Opinión
La cenicienta política
La mejor síntesis de lo que ha sucedido los últimos años en el nivel gubernamental con la cultura puede leerse claramente en el diseño estructural que para ella suscribe este último gobierno español: separar la universidad de la ciencia y, a la vez, meter en el mismo saco a la cultura y el deporte.
Qué lejos quedan aquellos tiempos de los sesenta en que los intelectuales opinaban que el futbol era el nuevo opio del pueblo. Qué lejos quedan también aquellos tiempos bienintencionados en que se nombraban superministros de cultura (como en Francia Jack Lang), que partían de la base de que la grandeza del Estado solo podía desplegarse desde una clara ofensiva cultural que generara riqueza económica por medio de la difusión de valores. Aquí también se intentó esa línea después de la transición con Solana, Semprún y Solé Tura, pero tras este esfuerzo el cargo empezó a rodar cuesta bajo en cuanto terminó la década de los ochenta. El ministro de cultura se convirtió primero en un incómodo compañero de viaje que no pintaba nada y que solo hacía que molestar. En breve fue a peor y, en los círculos de poder, el ministro de cultura pasó a tener el peso de un simple y patético pedigüeño: el mendigo, el pringadillo del grupo. La última y más baja fase en que cayeron luego los ministros y secretarios de cultura fue convertirse en lo que en el lenguaje de germanía se llama un membrillo. Es decir, un infiltrado del poder económico que, en lugar de proteger la cultura, viene a saquearla a beneficio de su gabinete, sus enchufados y sus necesidades de votos.

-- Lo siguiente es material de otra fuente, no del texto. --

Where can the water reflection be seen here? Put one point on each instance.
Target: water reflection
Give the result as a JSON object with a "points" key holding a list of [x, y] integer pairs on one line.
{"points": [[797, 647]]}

Las únicas tres excepciones reconocibles a esa línea descendiente fueron César Antonio Molina, que intentó devolver el orgullo cultural y peleón al ministerio, y José Guirao y Fernando Benzo, quienes intentaron aplicar un criterio exclusivamente técnico que al menos resolviera cuestiones prácticas para el mundo de la cultura. Con un panorama tan bien conocido por los profesionales y esas escasas opciones de maniobra, sabremos rápidamente hacia donde se orienta el ministerio de Rodríguez Uribes: si a la simple contrarreforma y a la propaganda efectista del populismo de influencers y polémica con los toros y la liga (la España de pandereta), o al más necesario y menos sensacionalista trabajo de cimentar estructuras pendientes como el Estatuto del Artista, donde desde una modesta y prosaica actitud puramente técnica se ha ido avanzando lentamente los últimos cinco años.
La agenda de temas es clara y no hay debate posible en ella, porque está consensuada por toda la profesión: Estatuto del Artista, una ley de Hacienda para los Mecenas (que no otra cosa es la inacabada Ley del Mecenazgo), Ley de Patrimonio, tema SGAE y Ley para el desarrollo del sector de Video-Juegos. La cultura es la cenicienta política del tiempo de los milenials; el hecho de que Rodriguez Uribes sea un hombre político más cercano a la ejecutiva del partido que a una experiencia técnica de las industrias culturales no ayuda a hacerse muchas ilusiones. Pero que sea especialista de filosofía del derecho (un buen mimbre para un hombre de cultura) y, sobre todo, que no haya sido la primera opción de Sánchez para el puesto puede que sean puntos a su favor. Solo cuando a Sánchez le fallan los golpes de efecto, es el momento en que presa de pánico recurre a algún técnico prosaico pero eficiente que hace cosas. De la universidad, mejor ni hablemos. Ya avisó George Steiner hace años que el pensamiento en el siglo XXI habrá que buscarlo fuera de ella.